During an August 4 meeting, Florida DEP staff members updated the blue-green algae taskforce on its work.

"Over the last four years $93.2 million in state funds has been invested in scientific solutions designed to better address nutrient pollution and harmful algal blooms," said Adam Blalock, the deputy secretary for ecosystems restoration at DEP. "This included $43.2 million to improve water quality enhancement and accountability and implement the recommendations of the taskforce."

But the environmental groups behind the report said the work doesn’t go far enough.

"Throwing money at this problem for quick fixes or quick cleanups is not going to really solve it," said Aliki Moncrief, the executive director for Florida Conservation Voters. "So my take home, just from the brief highlights of the task force meeting last week, what my take home is really we need to be preventing this pollution from getting into the water in the first place."

They said they’re frustrated with state lawmakers and want more action.

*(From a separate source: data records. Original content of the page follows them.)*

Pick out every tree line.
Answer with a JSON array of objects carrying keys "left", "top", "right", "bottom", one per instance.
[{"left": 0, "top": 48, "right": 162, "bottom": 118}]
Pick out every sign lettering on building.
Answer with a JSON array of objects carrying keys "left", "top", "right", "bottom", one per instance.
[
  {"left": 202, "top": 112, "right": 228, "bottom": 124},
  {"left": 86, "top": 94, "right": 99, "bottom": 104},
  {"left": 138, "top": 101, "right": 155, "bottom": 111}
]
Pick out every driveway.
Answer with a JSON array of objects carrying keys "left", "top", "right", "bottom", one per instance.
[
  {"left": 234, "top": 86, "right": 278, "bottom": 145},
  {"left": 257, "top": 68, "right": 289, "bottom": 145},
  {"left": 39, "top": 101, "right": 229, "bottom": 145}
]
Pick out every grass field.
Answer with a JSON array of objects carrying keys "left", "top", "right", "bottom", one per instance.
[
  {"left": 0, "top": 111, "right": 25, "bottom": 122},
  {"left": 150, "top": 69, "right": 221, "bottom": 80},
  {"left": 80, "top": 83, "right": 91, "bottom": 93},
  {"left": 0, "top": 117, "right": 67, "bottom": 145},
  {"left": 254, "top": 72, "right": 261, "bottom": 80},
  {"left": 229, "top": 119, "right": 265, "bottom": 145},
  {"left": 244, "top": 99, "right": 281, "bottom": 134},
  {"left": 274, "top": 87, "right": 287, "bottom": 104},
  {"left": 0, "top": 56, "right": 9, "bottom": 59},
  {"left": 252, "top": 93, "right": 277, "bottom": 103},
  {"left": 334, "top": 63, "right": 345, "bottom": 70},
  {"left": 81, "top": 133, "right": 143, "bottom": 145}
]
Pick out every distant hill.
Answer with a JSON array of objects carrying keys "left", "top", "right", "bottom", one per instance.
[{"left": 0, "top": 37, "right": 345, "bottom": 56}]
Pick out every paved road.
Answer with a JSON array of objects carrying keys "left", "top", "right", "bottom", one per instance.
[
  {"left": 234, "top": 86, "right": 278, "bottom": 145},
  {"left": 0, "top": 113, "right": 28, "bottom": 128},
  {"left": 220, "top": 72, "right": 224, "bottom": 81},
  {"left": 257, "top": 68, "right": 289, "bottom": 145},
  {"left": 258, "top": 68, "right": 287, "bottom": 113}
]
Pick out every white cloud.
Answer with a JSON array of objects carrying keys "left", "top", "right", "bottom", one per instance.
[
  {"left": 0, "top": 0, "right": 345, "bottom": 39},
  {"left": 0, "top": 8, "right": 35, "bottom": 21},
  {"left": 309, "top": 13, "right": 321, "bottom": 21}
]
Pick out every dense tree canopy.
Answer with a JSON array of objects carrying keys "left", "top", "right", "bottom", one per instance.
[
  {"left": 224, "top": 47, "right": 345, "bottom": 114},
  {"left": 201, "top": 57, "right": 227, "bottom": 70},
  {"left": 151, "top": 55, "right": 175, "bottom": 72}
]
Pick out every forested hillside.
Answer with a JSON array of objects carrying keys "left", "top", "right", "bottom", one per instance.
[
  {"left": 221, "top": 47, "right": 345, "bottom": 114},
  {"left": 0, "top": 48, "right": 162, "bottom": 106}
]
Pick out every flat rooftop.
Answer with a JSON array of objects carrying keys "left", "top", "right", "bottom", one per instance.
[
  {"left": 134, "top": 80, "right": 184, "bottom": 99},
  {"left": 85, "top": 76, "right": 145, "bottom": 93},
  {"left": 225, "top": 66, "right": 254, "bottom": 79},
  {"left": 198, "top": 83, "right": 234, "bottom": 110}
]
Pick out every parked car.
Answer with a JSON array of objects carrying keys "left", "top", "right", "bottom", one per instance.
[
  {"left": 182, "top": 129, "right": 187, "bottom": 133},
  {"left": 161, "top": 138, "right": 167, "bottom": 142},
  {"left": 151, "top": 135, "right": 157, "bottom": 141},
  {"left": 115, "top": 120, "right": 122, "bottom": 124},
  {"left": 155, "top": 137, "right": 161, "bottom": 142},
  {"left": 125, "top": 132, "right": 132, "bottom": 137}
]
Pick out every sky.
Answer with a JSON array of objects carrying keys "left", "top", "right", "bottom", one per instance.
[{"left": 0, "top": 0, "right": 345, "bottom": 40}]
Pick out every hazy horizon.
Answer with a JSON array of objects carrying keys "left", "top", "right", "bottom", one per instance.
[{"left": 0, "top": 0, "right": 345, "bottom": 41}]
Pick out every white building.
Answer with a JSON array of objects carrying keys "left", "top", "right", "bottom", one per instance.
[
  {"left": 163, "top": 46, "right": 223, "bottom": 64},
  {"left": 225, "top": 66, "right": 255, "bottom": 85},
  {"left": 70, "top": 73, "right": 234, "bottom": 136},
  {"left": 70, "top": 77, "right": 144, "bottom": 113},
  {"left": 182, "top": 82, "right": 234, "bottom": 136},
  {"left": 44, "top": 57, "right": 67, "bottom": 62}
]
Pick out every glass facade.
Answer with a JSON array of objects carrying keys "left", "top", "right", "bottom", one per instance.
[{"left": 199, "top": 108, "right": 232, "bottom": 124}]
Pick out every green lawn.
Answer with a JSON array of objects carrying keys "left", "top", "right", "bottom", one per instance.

"So it's frustrating because we know what the solutions are," said Moncrief. "Some of them are very simple, like reinstate the septic inspection program. We used to have one. We should have it again."

DEP said there’s more work to do, but the state is in a good spot to move forward. Advocates said the environment needs better results sooner.

"We are seeing water quality improvements in some areas, but as a general rule, we're degrading water quality faster than we're restoring it," said Dinkins.

The state said it put millions of dollars toward innovative technologies to mitigate toxic algae blooms. But the scientists on the taskforce said during the August meeting that they want to know how well it works and measure the progress. The taskforce members said they want to hold a best practices workshop next spring to see what works and what agencies learned in the last four years.